Aspera Speeds Data in Amazon Cloud
By Bio-IT World Staff
March 15, 2012 | SAN DIEGO—The directory of Aspera’s approximately 1,400 clients reads like the Fortune 500 list: Disney. Netflix. NBC. NBA. Pixar. Bank of America. Coca Cola. Add to that some fairly impressive names in the life sciences, including the Broad Institute, Dana Farber Cancer Institute, and the Mayo Clinic.
These organizations use Aspera’s proprietary software to speed up the transfer of large volumes of data, which is significantly impacted by latency and packet loss. “We’ve solved the fundamental problem of moving big data over public and private networks,” Aspera’s Daniel Kumi, director of sales and business development, told an audience at CHI’s XGen Congress last week.
Aspera already offers its fasp solution for the first major bottleneck in the WAN (wide area network) to improve the utilization of the pipe. But another key bottleneck is the “last foot”—the datacenter itself. For cloud computing, that translates to the short distance between the Amazon EC2 server and the S3 object store.
Direct-to-S3
Aspera’s newest innovation—Aspera On-Demand Direct-to-S3—works with Amazon Web Services (AWS) and is designed to enable users to take full advantage of cloud computing with big data.
Data in the Amazon cloud is stored in distributed object stores, said Kumi. This offers simple, scalable storage of data blocks (or objects), but the downside is that the block sizes are small (typically 64/128 megabytes), meaning large files must be ‘chunked.’
“A 1 terabyte file must be chunked into very small pieces and reassembled,” into thousands of chunks, said Kumi. The good news is that there are commercial tools that allow for management of complexity and reassembly for storage. But these tools use TTP protocols, which Kumi said would hamper effective data throughput.
Aspera On-Demand is a paid Amazon Machine Image (AMI), available on 64-bit Linux. It provides an interface to an Amazon object store while maintaining maximum bandwidth, said Kumi. “The experience of moving data will be seamless and transparent to the end user,” he said.
The transfer of large volumes of data to and from the cloud typically requires shipping a hard drive or using FTP, with all the delays and interruptions that entails. Depending on bandwidth capacity, Aspera says its on-demand functionality allows users to move data to and from AWS at transfer throughputs of around 350 megabits-per-second (Mbps) over thousands of miles.
Kumi presented a case study involving the 1000 Genomes Project, in which Aspera software has helped synchronize data between the National Center for Biotechnology Information (NCBI) and the European Bioinformatics Institute in the UK. Kumi said Aspera had afforded a 50x performance advantage. Any user could license the Aspera software, while the NCBI also deploys a version that supports a browser plug in.
“[NCBI] has become a big hub for the distribution of genome data,” said Kumi.

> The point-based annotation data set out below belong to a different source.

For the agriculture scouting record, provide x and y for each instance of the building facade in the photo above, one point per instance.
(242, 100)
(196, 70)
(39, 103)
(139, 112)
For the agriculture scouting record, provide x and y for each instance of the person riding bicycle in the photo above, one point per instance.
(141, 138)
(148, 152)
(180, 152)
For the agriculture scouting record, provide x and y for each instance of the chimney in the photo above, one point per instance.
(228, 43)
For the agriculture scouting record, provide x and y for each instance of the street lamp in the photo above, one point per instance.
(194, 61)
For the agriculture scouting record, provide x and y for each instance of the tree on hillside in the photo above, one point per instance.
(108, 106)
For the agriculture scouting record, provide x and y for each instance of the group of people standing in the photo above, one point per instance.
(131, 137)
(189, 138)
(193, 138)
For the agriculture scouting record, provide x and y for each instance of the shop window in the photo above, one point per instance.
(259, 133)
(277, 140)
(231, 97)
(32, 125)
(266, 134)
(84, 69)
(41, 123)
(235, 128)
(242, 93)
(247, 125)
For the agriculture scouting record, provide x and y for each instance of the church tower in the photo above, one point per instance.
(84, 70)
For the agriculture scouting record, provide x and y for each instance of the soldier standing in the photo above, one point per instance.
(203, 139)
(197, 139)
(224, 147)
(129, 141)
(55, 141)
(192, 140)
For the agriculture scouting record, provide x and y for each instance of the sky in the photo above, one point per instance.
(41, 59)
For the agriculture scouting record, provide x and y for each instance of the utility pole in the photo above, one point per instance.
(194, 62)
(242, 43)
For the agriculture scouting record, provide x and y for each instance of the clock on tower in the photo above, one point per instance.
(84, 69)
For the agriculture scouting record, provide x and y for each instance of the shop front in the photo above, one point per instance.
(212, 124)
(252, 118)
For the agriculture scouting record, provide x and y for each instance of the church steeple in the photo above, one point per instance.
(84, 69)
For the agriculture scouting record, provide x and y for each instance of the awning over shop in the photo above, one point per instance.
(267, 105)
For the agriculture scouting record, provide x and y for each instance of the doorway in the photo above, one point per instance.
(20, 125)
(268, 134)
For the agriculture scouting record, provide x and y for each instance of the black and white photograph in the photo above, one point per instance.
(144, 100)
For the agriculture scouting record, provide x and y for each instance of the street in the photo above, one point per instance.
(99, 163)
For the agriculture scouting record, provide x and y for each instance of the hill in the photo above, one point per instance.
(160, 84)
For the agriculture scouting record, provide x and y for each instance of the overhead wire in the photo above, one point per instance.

The institute has jumped to a 10-gigabit license, distributing content to some 200 locations at very high speed, averaging 1 petabyte data/month. “They are probably one of the largest users of our software,” he said.
Another customer is the Fred Hutchinson Cancer Center in Seattle, which needed a simple way for researchers to share data with their collaborators. Aspera’s faspex server allows recipients to download files with the fasp protocol with top speed, security, and tracking capabilities.
Aspera now has a Microsoft Outlook plug in to transmit files. “It’s like sending any attachment with no size limitations,” said Kumi. The feature has the usual speed, security, performance and tracking capabilities, along with a Dropbox-like feature to share with collaborators.